Penta, which holds 68.25% in Fortuna via Cypriot holding Forbet, said it hopes to push “intensive development” of the company, “particularly in the markets of Central and Southeastern Europe”. These “ambitious plans” will affect Fortuna’s ability to pay dividends, and full private ownership will “mean faster development without complications”, Penta claims.
Fortuna recently bought betting firm assets in Romania, Croatia and Spain in what was a major transaction. The deal was equivalent to around half of its capitalisation.

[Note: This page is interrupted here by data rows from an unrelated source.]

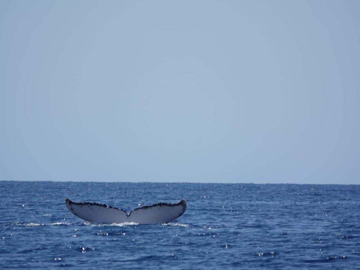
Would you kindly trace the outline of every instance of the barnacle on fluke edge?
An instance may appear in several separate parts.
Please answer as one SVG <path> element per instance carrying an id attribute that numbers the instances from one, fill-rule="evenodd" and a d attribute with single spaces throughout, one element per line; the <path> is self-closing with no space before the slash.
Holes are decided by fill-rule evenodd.
<path id="1" fill-rule="evenodd" d="M 76 202 L 67 198 L 65 203 L 69 210 L 75 216 L 89 222 L 103 224 L 167 223 L 183 215 L 186 207 L 184 199 L 176 203 L 160 202 L 144 206 L 130 213 L 106 204 L 88 202 Z"/>

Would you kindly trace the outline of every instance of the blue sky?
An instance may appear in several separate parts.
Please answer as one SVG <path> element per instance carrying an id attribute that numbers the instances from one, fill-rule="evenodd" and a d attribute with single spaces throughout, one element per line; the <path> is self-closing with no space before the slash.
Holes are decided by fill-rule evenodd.
<path id="1" fill-rule="evenodd" d="M 359 14 L 0 1 L 0 180 L 360 184 Z"/>

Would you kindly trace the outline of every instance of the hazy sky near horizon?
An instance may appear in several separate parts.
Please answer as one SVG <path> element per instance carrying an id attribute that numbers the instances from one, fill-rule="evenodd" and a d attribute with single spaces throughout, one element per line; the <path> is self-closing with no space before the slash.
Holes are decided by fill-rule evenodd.
<path id="1" fill-rule="evenodd" d="M 360 1 L 0 0 L 0 180 L 360 184 Z"/>

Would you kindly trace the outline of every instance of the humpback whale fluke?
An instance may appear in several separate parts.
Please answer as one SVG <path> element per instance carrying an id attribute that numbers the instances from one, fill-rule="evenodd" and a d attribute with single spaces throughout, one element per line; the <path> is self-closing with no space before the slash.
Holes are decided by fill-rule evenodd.
<path id="1" fill-rule="evenodd" d="M 161 202 L 144 206 L 130 213 L 106 204 L 88 202 L 76 202 L 67 198 L 65 203 L 69 210 L 75 216 L 91 223 L 102 224 L 167 223 L 177 219 L 186 210 L 184 199 L 176 203 Z"/>

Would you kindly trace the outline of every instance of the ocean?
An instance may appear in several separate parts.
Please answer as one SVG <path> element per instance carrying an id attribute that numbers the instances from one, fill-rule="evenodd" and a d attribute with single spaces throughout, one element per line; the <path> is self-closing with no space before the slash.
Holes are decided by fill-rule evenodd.
<path id="1" fill-rule="evenodd" d="M 0 181 L 0 269 L 360 269 L 360 185 Z M 65 199 L 168 224 L 94 225 Z"/>

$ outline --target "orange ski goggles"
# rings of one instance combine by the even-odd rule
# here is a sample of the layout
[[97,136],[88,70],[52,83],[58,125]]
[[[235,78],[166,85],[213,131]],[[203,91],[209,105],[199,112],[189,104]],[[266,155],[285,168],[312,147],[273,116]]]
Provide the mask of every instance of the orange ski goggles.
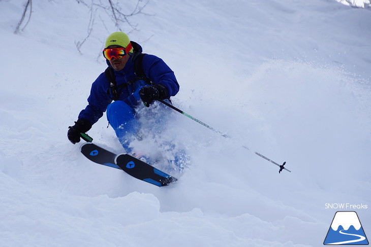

The move to increase ownership to 100% of the shares is being made in support of Fortuna’s strategy to become a leading multi-product and multi-channel operator in these markets. Fortuna “operates in sectors in which Penta has decided to be a long-term strategic investor, without a planned exit date”, the statement continues.
That may be a hint that Fortuna is not included in a deal that will reportedly see Penta sell the majority of its assets to China’s CEFC. The “energy and banking conglomerate,” which bought a bevvy of assets in the Czech Republic and around the region in 2015, is well advanced in a buyout of the closely-held Slovak group, although progress seems to have stalled for the meantime, according to sources.
After obtaining necessary approvals, Penta will launch a tender for outstanding shares on April 21. The offer will stand until June 20. Penta will then move to delist Fortuna from the Prague and Warsaw Stock Exchanges.
Fortbet wants to buy 410,197 shares, or 0.79% of Fortuna’s capital in Poland, and 16.5m Czech shares - the current 31.8% free float - at a proposed price of PLN15.43 per share or around CZK100.
That has analysts at KBC dubious. The price is “some 8-9% discount to the current share price,” they note. “As a consequence, the bid is not likely to be successful.”